Outage caused by Fly infrastructure?

jasonkuhrt · December 20, 2022, 5:35pm

Hi, we’ve been running an app for ~80h, 4 instances in 2 regions (iad, fra).

We had an incident where the app started responding with 401 to customers.

The period of the outage appears to have been Dec 19 8:41pm - Dec 20 8:19am UTC

There was no new deployment from our side.

The solution was to redeploy the app (exact same code).

This happened to two of our apps on Fly at the same time. The other app is just for receiving webhooks and doesn’t even have the same auth.

We’re quite confused and unable to point to a mistake on our end so far.

Can you please advise us about anything on your end and how we can further debug this issue (and tips at least appreciated).

Thanks!

jasonkuhrt · December 20, 2022, 6:06pm

Here’s something really confusing. Why does concurrency during the outage go to zero? We didn’t touch that…

kurt · December 20, 2022, 6:12pm

Nothing in our infrastructure serves 401s, so if people were getting 401s it was almost definitely from the app process.
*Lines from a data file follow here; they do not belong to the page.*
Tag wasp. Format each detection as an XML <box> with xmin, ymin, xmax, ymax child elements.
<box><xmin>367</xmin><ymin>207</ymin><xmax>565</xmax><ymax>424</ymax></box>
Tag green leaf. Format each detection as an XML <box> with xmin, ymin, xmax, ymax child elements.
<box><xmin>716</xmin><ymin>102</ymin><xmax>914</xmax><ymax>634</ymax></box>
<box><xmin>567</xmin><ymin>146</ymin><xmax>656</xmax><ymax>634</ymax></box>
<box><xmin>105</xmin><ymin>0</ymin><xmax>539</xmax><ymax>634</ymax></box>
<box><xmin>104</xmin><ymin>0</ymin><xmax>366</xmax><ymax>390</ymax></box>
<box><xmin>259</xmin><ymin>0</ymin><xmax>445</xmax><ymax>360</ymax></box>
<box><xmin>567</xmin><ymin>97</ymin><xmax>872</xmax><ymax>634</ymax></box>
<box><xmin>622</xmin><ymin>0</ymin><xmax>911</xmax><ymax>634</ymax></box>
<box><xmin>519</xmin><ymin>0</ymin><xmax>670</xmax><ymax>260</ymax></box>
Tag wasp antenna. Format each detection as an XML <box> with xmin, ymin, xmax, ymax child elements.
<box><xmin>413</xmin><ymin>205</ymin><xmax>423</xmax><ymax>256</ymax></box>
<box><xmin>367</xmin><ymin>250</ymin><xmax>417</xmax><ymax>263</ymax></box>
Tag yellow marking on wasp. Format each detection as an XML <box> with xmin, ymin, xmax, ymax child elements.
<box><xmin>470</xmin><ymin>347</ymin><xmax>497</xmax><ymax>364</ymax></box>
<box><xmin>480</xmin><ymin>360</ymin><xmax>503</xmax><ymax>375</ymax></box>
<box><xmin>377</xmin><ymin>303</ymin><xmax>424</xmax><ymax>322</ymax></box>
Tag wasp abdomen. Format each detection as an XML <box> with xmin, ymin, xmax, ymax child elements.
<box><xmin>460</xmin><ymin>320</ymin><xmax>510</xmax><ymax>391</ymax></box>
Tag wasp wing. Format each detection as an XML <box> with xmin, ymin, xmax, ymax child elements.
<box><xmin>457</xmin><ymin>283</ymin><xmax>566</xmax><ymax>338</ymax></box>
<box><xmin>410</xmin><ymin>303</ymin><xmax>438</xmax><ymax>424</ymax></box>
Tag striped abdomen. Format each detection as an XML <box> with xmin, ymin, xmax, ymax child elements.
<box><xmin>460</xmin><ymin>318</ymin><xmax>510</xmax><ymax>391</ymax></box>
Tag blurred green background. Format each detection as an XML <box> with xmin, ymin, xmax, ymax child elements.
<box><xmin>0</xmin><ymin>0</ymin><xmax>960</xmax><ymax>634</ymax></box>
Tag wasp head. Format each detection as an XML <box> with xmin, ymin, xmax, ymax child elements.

Concurrency can go to zero if requests get really fast. 401s seem like they might happen very fast? If that’s true, you might’ve seen a change in response times during that interval as well.

Deploying will often put VMs on new hosts with new IPs. If you’re relying on an upstream API or service, it’s possible it rate limited your existing VMs and the deploy just worked around the rate limit.

jasonkuhrt · December 20, 2022, 6:14pm

Not sure its related but a deployment failed a few hours earlier:

Maybe related to this on your status page:

jasonkuhrt · December 20, 2022, 6:17pm

That sounds reasonable and what we thought too. Our tracing in Honeycomb has an outage that perfectly coincides with this though, hence the confusion.

jasonkuhrt · December 20, 2022, 6:26pm

Yes, the response times went down:

Are you saying that concurrency 0 is a misleading metric stat and that there still were 4 app instances running?

kurt · December 20, 2022, 6:43pm

Concurrency is exactly the number of requests that are in progress when we scrape the metric (every 15s). When requests are coming back very fast, that gauge usually hangs out at 0. It’s a little counter intuitive.

jasonkuhrt · December 20, 2022, 6:45pm

Thanks @kurt makes sense!

jasonkuhrt · December 20, 2022, 7:08pm

@kurt We found an issue that suggests a bad deployment on our side actually.

But to confirm that we need to access the config that was used for that release.

It seems that flyctl config only allows access to the config used for the latest release?

Is there another way?

jasonkuhrt · December 20, 2022, 8:00pm

@kurt We deug deeper and we still think there is an issue with Fly. But it happened earlier in our pipeline. We think that the app name we sent via the CLI to deploy was not honoured somehow.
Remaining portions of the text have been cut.